HORATIO G. BROOKS was born in Portsmouth, N. H., October 30th, 1828. In 1838 his parents removed to Dover, N. H. He gave early evidence of a strong predilection for the locomotive, which at times was the cause of no little anxiety to his parents, as at fourteen his ambition seemed to seek dangerous amusements and bring home “the pieces” as trophies. With the bent of his mind so strongly fixed in the direction of what was to be his future profession it was a difficult matter to keep him at school; and at the age of sixteen, much to his delight, he was allowed to enter the works of his cousins, Isaac and Seth Adams, South Boston, Mass., as apprentice to the trade of machinist. His tastes, however, were so pronounced in favor of railway and locomotive service, that in 1846, with the consent of his employers, he entered the shops of the Boston and Maine Railroad, then located at Andover, Mass.

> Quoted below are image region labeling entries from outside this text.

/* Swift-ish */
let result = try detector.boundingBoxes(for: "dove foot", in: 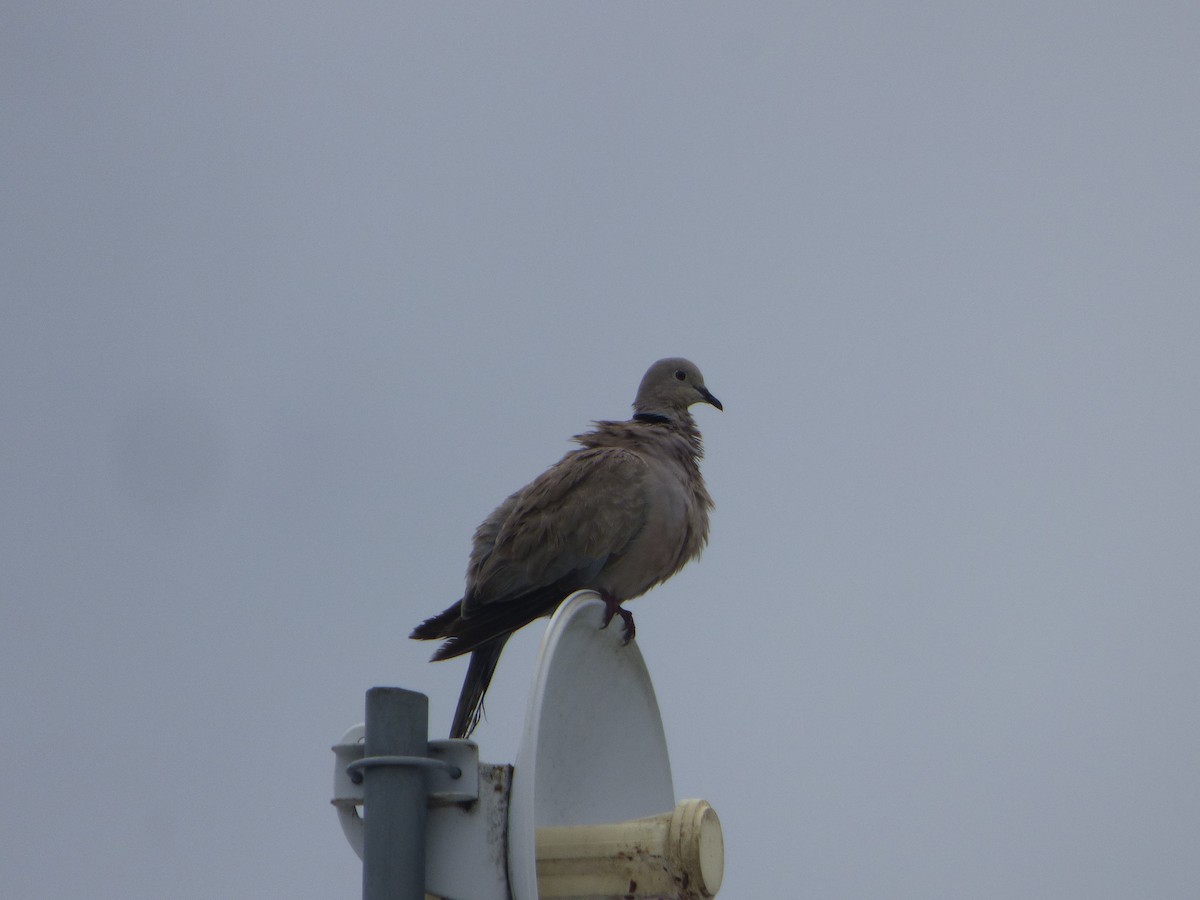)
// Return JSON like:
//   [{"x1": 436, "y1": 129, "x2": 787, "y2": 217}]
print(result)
[{"x1": 600, "y1": 593, "x2": 637, "y2": 643}]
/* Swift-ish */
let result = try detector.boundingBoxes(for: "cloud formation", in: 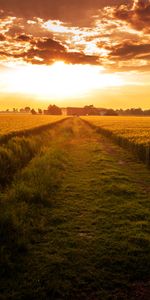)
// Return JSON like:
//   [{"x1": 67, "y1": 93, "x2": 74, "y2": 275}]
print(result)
[
  {"x1": 0, "y1": 0, "x2": 150, "y2": 71},
  {"x1": 114, "y1": 0, "x2": 150, "y2": 32}
]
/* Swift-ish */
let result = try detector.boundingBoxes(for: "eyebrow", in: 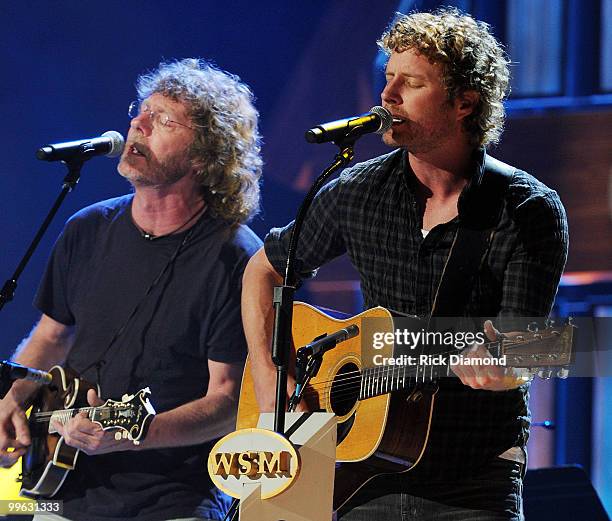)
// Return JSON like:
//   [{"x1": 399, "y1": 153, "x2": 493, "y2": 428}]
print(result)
[{"x1": 385, "y1": 71, "x2": 427, "y2": 80}]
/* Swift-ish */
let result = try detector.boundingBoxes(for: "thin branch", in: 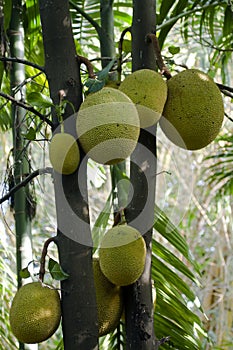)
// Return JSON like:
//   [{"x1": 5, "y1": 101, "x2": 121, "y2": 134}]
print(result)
[
  {"x1": 117, "y1": 27, "x2": 131, "y2": 81},
  {"x1": 146, "y1": 33, "x2": 172, "y2": 79},
  {"x1": 77, "y1": 55, "x2": 96, "y2": 79},
  {"x1": 0, "y1": 56, "x2": 45, "y2": 73},
  {"x1": 224, "y1": 112, "x2": 233, "y2": 123},
  {"x1": 39, "y1": 237, "x2": 56, "y2": 282},
  {"x1": 0, "y1": 91, "x2": 54, "y2": 129},
  {"x1": 69, "y1": 0, "x2": 102, "y2": 35},
  {"x1": 0, "y1": 167, "x2": 53, "y2": 204},
  {"x1": 156, "y1": 1, "x2": 223, "y2": 31}
]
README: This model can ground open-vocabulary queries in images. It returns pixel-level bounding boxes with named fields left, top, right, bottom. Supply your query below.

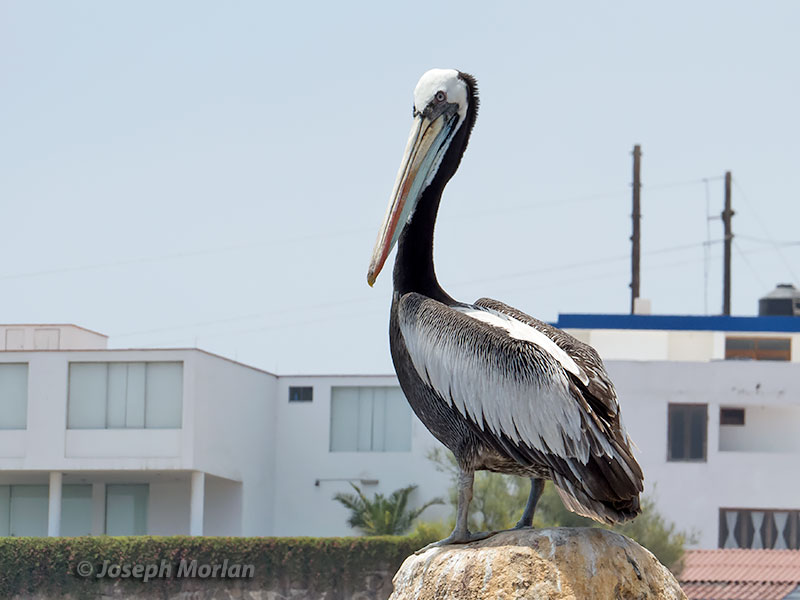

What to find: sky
left=0, top=0, right=800, bottom=374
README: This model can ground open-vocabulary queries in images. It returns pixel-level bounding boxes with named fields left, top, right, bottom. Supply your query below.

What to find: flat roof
left=0, top=323, right=108, bottom=338
left=554, top=313, right=800, bottom=333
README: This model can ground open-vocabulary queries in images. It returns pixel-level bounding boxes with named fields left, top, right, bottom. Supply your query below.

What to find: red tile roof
left=680, top=550, right=800, bottom=600
left=681, top=582, right=797, bottom=600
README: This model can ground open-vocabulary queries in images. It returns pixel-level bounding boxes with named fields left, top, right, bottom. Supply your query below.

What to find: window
left=725, top=337, right=792, bottom=360
left=719, top=408, right=744, bottom=425
left=719, top=508, right=800, bottom=550
left=67, top=362, right=183, bottom=429
left=289, top=386, right=314, bottom=402
left=0, top=363, right=28, bottom=429
left=667, top=404, right=708, bottom=461
left=60, top=484, right=92, bottom=537
left=330, top=387, right=411, bottom=452
left=0, top=485, right=49, bottom=537
left=106, top=483, right=150, bottom=535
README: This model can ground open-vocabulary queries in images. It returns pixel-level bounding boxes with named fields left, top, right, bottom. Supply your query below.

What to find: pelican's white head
left=414, top=69, right=469, bottom=125
left=367, top=69, right=478, bottom=285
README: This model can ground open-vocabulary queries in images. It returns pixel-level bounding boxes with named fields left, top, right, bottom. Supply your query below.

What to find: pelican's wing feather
left=475, top=298, right=619, bottom=422
left=397, top=293, right=642, bottom=522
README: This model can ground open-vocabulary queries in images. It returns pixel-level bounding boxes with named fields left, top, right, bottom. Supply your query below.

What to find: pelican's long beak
left=367, top=111, right=458, bottom=286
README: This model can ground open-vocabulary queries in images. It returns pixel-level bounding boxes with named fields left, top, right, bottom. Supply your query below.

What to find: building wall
left=188, top=353, right=278, bottom=535
left=607, top=361, right=800, bottom=548
left=567, top=329, right=800, bottom=362
left=0, top=350, right=277, bottom=535
left=273, top=376, right=448, bottom=535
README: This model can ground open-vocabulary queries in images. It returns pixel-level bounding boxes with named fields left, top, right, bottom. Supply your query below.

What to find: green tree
left=333, top=483, right=444, bottom=535
left=428, top=448, right=696, bottom=573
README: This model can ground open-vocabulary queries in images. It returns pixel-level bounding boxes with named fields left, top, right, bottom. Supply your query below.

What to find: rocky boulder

Eager for information upon the subject of the business he had chosen he lost no opportunity of informing himself; and, while fond of amusement, appreciating the delight of living as only a perfectly healthy organization can, was still a close student. Never satisfied to know simple results, he constantly sought to secure information as to causes. For this reason his progress was rapid. At the age of twenty he was sent out of the shop to learn the road as fireman, and was promoted to the position of engineer in the month of May, 1849. In October, 1850, he left Boston in charge of engine No. 90, built by Hinckley & Drury for the N.Y. & E. Railroad. After various vicissitudes he arrived at Dunkirk with his charge, via Erie Canal and Lake Erie, the 28th day of November, 1850. He has the honor of having blown the first locomotive whistle in the County of Chautauqua.
March 6th, 1851, he was married to Miss Julia A. Haggett, at the residence of her father in North Edgcomb, Me. Three daughters remain to them as the fruit of their marriage, while one has gone “over the river.”
Mr. Brooks thoroughly believes in the efficiency and helpfulness of a true woman, and attributes much of his success in life to the influence of his wife and his faith in her judgment.
He attended thoroughly to his duty as a locomotive engineer until November, 1856, when, without solicitation upon his part, he was called to the position of master mechanic of the Dunkirk shops. In October, 1862, he was appointed superintendent of the western division of the newly organized Erie Railway, still retaining the position of master mechanic of the Western & Northwestern divisions.
In March, 1865, he resigned these positions to accept that of superintendent of motive power and machinery of the entire road, which position he resigned in October, 1869.
In October, 1869, Mr. Jay Gould, then president of the Erie Railway, ordered the Dunkirk shops to be permanently closed and the machinery removed to other locations. To prevent this great misfortune from falling upon the home of his adoption, and upon many men and their families to whom by long association he had become deeply attached, as well as to protect his own interests, Mr. Brooks conceived the idea of leasing the property from the Erie Railway for the purpose of establishing the business of locomotive manufacturing. He made the proposition to the company and it was accepted. On the 13th of November, 1869, the Brooks’ Locomotive Works were organized, the capacity of the works being but one locomotive per month. New tools were added and facilities improved until 1872, when twenty-two locomotives were turned out during the year.
In 1873 the panic crushed the industries of the country, and made no exception in favor of the Brooks’ Locomotive Works.
Through the years following the panic the works were kept running at a great loss; but Mr. Brooks never lost heart nor faith in the recuperation of the prostrated industries of the country. The intervening years between 1874 and 1879 were spent in improving the methods of construction in the works to such an extent that when business finally revived, in the fall of 1879, the facilities were vastly improved, and one hundred locomotives were turned out in 1880. The capacity of the works will be fifteen locomotives per month from July 1st, 1881.
Mr. Brooks has been honored by the citizens of Dunkirk by an election to the office of chief magistrate for three terms. He feels a deep interest in everything which can benefit or improve the surroundings of the people at large, and is always ready to work for such a purpose and contributes liberally to secure such a result. He fully appreciates the assistance he has received from his co-workers in the great manufacturing industry which now forms so important an element in the prosperity of Dunkirk, and has great faith in the average excellence of human nature.
He believes life too short to harbor resentments, and therefore has charity for all. He loves his friends and does not hate his enemies.